Special to WorldTribune.com
James Mattis chose Seoul and Tokyo as his first ever overseas visits days after he was sworn in as the new U.S. Secretary of Defense.
He arrived in Seoul on Feb. 2 for a two-day visit and went on to Tokyo afterwards and held meetings with Prime Minister Shinzo Abe and his entire defense leadership team.
The priority assigned to the trip underlines the seriousness with which the Trump Administration regards the volatile security situation in the Western Pacific. China has exploited U.S. passivity in the region in recent years with its own push for maritime supremacy.
Seeking to splinter the powerful U.S.-Japan-South Korea alliance, it has been rewarded by the paralysis in Seoul following the impeachment of South Korea’s first woman president, the conservative Park Geun-Hye. Leftist opposition leaders pushing for Park’s resignation have threatened to reverse joint security measures against the growing North Korean strategic threat.
The target of Mattis’s trip is China and its junior partner North Korea. Specifically, the urgent matter to consider is the negotiated deployment of an American missile defense system called “Terminal High Altitude Area Defense” or THAAD, to which China has been the most violent opponent.

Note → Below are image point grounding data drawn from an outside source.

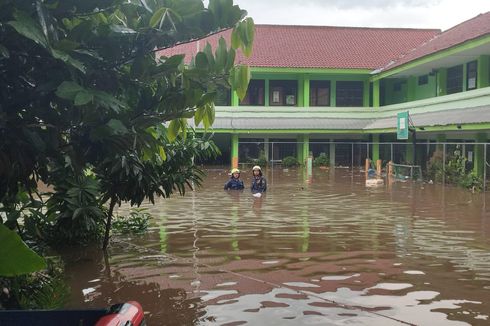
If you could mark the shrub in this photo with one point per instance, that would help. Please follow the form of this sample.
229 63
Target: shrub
136 221
321 160
454 172
289 161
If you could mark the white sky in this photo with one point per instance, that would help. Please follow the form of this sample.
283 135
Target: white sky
440 14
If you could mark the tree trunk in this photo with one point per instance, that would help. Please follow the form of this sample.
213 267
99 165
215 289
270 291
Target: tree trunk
108 224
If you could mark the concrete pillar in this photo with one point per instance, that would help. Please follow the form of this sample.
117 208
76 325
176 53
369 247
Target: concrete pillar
299 149
306 148
365 95
301 96
234 98
465 77
441 82
333 93
482 74
234 151
411 86
375 147
332 154
266 92
306 91
376 94
479 159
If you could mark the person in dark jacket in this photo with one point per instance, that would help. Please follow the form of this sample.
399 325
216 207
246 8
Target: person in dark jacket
259 184
234 183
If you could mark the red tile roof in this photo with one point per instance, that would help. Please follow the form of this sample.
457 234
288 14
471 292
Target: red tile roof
320 46
459 34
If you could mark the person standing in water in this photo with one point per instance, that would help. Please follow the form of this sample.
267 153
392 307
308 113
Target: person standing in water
234 183
259 184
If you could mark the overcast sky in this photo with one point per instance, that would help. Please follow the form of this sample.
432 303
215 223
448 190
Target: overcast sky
440 14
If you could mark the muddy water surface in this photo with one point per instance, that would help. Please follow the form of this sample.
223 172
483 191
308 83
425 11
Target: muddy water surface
320 250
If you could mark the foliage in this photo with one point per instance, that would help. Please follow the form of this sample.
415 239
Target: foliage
321 160
455 171
289 161
136 221
86 105
74 211
15 257
40 290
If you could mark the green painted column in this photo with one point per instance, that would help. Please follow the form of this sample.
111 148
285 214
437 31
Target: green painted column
306 147
267 93
465 75
411 87
332 153
479 159
441 82
299 149
234 150
375 147
376 94
234 98
301 95
441 138
365 95
306 92
482 73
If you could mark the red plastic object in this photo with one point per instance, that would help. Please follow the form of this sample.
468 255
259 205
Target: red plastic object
125 314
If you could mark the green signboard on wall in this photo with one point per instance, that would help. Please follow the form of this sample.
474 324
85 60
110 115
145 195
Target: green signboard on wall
402 125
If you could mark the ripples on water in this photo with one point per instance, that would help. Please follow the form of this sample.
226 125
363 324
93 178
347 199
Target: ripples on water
323 250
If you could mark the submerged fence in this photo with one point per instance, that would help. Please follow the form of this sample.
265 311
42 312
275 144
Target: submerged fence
439 162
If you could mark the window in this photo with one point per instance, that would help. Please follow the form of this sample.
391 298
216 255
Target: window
455 79
423 80
283 92
349 93
223 97
255 93
471 73
319 93
397 87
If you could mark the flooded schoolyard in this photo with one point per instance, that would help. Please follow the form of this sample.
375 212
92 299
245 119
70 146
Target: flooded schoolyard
315 250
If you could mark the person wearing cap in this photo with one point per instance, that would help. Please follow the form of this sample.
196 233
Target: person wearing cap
259 183
234 183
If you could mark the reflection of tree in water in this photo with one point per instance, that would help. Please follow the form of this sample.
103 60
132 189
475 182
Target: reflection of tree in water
163 306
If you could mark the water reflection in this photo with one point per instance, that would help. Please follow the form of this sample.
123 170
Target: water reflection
320 249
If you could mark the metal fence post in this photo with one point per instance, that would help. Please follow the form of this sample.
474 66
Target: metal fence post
352 156
444 163
484 167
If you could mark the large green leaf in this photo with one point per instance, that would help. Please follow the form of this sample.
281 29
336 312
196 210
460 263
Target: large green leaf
4 52
240 77
68 90
27 27
15 257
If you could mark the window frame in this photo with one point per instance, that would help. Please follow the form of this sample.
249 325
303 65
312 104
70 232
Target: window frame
315 86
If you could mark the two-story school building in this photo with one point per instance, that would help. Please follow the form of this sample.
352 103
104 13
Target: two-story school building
337 84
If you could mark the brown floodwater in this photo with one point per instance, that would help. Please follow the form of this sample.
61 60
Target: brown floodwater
319 250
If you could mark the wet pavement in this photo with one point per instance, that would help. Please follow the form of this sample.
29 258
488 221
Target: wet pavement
315 250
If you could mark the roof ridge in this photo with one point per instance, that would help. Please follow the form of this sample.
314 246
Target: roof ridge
466 21
395 61
347 27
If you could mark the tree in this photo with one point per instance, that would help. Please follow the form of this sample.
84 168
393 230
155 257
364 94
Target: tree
87 107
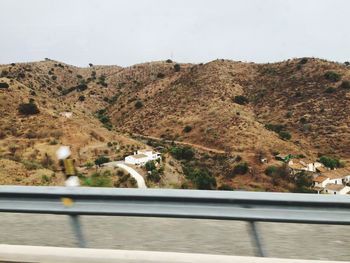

Up until a year ago, China had invested heavy political and economic capital on Seoul in an attempt to pull South Korea away from the Washington-Tokyo-Seoul defense alliance.
Beijing had almost succeeded when South Korea’s Park agreed to an American request to deploy THAAD system to cope with the nuclear threats from North Korean dictator Kim Jong-Un after Kim blatantly conducted missile and nuclear tests in violation of UN resolutions.
China emphatically refused to take President Park Geun-Hye’s phone calls requesting cooperation in impeding North Korea’s belligerency and blasted her for green-lighting the THAAD deployment, which China said would harm China’s missile deterrence.